Physics-Guided Equivariant Neural Networks for Protein Microenvironment Modeling and pKa Prediction
Keywords:
Equivariant neural networks, protein pKa prediction, microenvironment modeling, deep learning, biophysics, SE(3) equivariance, physics-guided machine learningAbstract
Predicting the pKa values of ionizable residues in proteins is a fundamental challenge in biophysics, with profound implications for drug design, enzyme engineering, and understanding biological mechanisms. The accuracy of pKa prediction depends critically on the faithful representation of the protein microenvironment, a three-dimensional chemical context characterized by electrostatic fields, hydrogen-bonding networks, and solvent exposure. Recent advances in geometric deep learning, particularly equivariant neural networks that respect the symmetries of physical space, offer a promising avenue for learning protein microenvironments directly from atomic coordinates.

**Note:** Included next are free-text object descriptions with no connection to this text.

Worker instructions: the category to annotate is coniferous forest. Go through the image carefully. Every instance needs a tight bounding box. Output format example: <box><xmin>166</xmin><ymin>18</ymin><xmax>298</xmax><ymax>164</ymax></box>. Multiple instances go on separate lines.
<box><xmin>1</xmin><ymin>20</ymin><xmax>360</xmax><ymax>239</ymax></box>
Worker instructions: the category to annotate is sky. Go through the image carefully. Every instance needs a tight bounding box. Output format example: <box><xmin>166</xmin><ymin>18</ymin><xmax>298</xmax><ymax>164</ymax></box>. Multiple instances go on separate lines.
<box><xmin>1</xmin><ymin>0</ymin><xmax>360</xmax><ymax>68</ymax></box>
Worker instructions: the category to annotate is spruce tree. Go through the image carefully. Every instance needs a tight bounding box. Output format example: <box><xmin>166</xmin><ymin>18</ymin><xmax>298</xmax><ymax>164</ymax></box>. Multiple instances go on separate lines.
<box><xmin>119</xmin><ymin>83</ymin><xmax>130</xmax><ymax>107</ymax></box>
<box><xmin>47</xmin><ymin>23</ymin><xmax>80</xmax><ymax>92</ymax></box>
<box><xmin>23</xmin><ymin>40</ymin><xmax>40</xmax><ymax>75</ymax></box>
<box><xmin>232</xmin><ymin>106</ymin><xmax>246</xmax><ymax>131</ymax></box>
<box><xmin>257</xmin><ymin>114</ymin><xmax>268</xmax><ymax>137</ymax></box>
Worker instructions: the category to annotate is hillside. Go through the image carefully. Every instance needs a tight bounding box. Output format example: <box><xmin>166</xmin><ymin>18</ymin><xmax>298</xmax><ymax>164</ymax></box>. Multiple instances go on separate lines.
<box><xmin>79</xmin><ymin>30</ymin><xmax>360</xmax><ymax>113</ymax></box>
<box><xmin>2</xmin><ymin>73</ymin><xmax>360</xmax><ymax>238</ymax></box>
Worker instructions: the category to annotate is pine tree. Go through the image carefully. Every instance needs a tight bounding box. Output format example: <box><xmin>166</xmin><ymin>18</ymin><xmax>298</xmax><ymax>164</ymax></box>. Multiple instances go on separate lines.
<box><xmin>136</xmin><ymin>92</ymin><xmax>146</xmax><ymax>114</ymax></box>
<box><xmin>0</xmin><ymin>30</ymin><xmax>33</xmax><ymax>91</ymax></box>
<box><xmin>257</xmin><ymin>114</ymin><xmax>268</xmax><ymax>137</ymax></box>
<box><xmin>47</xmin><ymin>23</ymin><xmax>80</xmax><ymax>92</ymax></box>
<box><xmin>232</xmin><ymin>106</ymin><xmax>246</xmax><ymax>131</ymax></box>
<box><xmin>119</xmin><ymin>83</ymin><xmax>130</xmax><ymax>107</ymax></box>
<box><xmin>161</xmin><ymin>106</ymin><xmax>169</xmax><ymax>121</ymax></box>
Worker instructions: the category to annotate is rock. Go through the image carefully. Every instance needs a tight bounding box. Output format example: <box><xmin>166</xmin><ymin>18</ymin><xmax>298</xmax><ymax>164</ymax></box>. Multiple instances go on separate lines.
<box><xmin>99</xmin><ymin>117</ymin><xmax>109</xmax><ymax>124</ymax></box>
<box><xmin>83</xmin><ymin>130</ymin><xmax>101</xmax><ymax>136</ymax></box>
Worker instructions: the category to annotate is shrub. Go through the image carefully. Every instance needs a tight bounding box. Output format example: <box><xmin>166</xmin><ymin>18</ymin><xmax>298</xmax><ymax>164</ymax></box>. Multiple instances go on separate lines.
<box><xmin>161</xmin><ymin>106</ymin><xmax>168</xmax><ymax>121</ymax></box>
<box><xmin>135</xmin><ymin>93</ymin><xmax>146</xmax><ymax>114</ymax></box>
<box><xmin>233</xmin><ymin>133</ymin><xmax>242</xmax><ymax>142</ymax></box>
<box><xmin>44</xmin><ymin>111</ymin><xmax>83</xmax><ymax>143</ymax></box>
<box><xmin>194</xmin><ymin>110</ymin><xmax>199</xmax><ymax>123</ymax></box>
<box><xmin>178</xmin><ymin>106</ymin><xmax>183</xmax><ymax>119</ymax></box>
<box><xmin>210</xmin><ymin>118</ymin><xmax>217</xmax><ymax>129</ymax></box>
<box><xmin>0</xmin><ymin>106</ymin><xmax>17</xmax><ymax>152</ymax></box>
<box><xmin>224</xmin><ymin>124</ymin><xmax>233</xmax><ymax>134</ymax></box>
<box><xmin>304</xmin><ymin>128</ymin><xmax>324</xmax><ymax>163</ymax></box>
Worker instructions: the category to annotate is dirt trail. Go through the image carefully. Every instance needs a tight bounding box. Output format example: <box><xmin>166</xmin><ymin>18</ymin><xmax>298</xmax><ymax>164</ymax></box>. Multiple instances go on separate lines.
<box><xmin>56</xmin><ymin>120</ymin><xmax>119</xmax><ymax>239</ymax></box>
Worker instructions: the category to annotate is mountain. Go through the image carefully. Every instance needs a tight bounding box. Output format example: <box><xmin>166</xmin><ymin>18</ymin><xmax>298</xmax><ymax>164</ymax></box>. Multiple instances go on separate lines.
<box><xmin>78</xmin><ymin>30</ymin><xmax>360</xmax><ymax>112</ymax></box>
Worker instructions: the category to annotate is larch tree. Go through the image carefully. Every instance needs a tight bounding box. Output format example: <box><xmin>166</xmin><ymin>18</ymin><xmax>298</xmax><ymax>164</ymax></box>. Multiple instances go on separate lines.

This paper presents a system-level analysis of physics-guided equivariant neural networks for microenvironment modeling and pKa prediction. We examine the architectural integration of SE(3)-equivariant message passing with physically inspired features such as continuum electrostatics and solvation free energies, discussing trade-offs between model expressiveness, interpretability, and computational efficiency. Beyond algorithmic design, we address the broader infrastructure required for training and deploying these models, including data curation from structural databases, high-performance computing considerations, and robustness to conformational variability. Furthermore, we explore governance and policy dimensions: the imperative for standardized benchmarks, fairness across diverse protein families, reproducibility through open-source release, and the ethical implications of precisely predicting protein properties that could be misused. We also consider sustainability metrics and the potential of amortized inference to mitigate the carbon footprint of large-scale training. By connecting architectural innovation with system-level thinking, this work charts a roadmap for responsible development of physics-guided equivariant models that can transform molecular therapeutics while adhering to principles of equity and scientific rigor.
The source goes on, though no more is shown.